29    There is some force in that contention. To some extent Hodgson JA recognised that difficulties with the Song approach may be raised by the not too dissimilar circumstances his Honour identified at [31]:

This approach could raise difficulties where the party is a company, and the witness is a director of the company. The witness then is compellable at the instance of the company, and (at least unless the witness is the alter ego of the company) the witness may not be in a position either to prevent the company compelling the witness to give evidence or to give instructions as to what evidence is to be given. I would leave that question to be determined in a case when it arises.

30    However, MacDonald did not contend that the circumstances of this case raise the question which Hodgson JA appears to have left open for later consideration.

31    In many cases, a witness compelled by law will also be compelled in fact, but that will not always be so. There will be many occasions where despite an underlying legal compulsion, a witness will not only give evidence voluntarily but positively desire to do so. As the plurality suggested at [112] of Cornwell, the giving of evidence by a witness who desires to do so strains the word “objects” in s 128(1) and also the word “require” in s 128(5).

32    It may be that the better touchstone of engagement of s 128 is compellability in fact, rather than merely by law. That approach may be thought to be more consistent with the observations made by the plurality in Cornwell, where a dichotomy was drawn between a witness desiring to give the evidence and an “objection based on genuine reluctance” (at [111]).

33    However, a fact-based approach may raise its own difficulties, including the need to assess whether a witness is genuinely reluctant, in the context of the sensitivity of the matters which may need to be explored. Compellability in fact (rather than merely at law) is also an approach which will likely narrow, rather than broaden, the availability of s 128 certificates. That result is arguably inconsistent with the policy purpose of the certificate regime introduced by s 128, said to be to provide a way through which “the claiming of a privilege against self-incrimination does not prevent a court hearing a civil case from obtaining relevant evidence”: Ollis at [7].
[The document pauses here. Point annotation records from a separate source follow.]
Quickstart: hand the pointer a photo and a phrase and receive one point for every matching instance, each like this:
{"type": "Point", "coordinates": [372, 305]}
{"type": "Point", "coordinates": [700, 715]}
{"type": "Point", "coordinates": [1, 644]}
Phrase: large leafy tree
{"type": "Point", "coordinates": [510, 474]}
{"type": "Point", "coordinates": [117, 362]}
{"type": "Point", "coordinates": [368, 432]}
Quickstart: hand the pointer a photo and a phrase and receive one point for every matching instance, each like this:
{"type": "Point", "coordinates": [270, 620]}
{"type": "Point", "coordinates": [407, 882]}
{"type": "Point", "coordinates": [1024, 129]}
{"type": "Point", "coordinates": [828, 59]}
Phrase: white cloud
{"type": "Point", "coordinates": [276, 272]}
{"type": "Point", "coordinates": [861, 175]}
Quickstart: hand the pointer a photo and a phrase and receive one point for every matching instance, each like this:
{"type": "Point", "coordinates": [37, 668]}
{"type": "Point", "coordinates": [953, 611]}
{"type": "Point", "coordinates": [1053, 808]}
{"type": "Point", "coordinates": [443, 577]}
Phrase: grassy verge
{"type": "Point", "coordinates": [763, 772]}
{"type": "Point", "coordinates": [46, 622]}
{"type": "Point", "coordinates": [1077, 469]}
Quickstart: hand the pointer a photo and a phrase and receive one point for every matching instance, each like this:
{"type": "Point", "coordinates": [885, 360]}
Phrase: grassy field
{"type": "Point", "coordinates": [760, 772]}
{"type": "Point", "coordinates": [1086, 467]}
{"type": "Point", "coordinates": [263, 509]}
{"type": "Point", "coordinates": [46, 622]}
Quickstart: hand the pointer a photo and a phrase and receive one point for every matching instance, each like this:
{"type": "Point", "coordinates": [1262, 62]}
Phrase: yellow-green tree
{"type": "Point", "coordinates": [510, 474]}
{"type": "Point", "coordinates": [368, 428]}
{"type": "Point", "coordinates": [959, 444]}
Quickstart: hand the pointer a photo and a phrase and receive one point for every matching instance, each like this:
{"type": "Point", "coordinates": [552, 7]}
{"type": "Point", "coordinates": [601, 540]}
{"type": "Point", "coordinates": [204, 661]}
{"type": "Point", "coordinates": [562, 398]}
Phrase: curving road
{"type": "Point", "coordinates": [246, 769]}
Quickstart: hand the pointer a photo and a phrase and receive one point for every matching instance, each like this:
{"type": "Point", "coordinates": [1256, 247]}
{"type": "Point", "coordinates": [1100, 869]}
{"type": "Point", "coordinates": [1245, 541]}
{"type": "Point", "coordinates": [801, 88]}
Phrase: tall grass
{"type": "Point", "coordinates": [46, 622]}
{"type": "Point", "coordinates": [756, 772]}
34    Despite the reservations that I have expressed, I am not persuaded that Song is plainly wrong: BHP Billiton Iron Ore v National Competition Council (2007) 162 FCR 234 at [83]–[89] (Greenwood J, with whom Sundberg J agreed); SZEEU v Minister for Immigration and Multicultural and Indigenous Affairs (2006) 150 FCR 214 at [146]–[149] (Weinberg J). As Weinberg J stated at [146] of SZEEU, the principle applies in relation to decisions of other intermediate appellate courts on questions of interpretation involving uniform national legislation. Furthermore, as French J observed in Nezovic v Minister for Immigration and Multicultural and Indigenous Affairs (2003) 133 FCR 190 at [52] (cited by Greenwood J in BHP Billiton at [89]):

where questions of law and in particular statutory construction are concerned, the view that a judge who has taken one view of the law or a statute is ‘clearly wrong’ is not likely to be adopted having regard to the choices that so often confront the courts particularly in the area of statutory construction.

conclusion

35    For those reasons, I am not persuaded that in the circumstances raised by this case, MacDonald is a witness who “objects” to giving particular evidence. That has the result that s 128 has not been engaged and that there is no occasion for the Court to issue a s 128 certificate. MacDonald’s application is refused.

I certify that the preceding thirty-five (35) numbered paragraphs are a true copy of the Reasons for Judgment herein of the Honourable Justice Bromberg.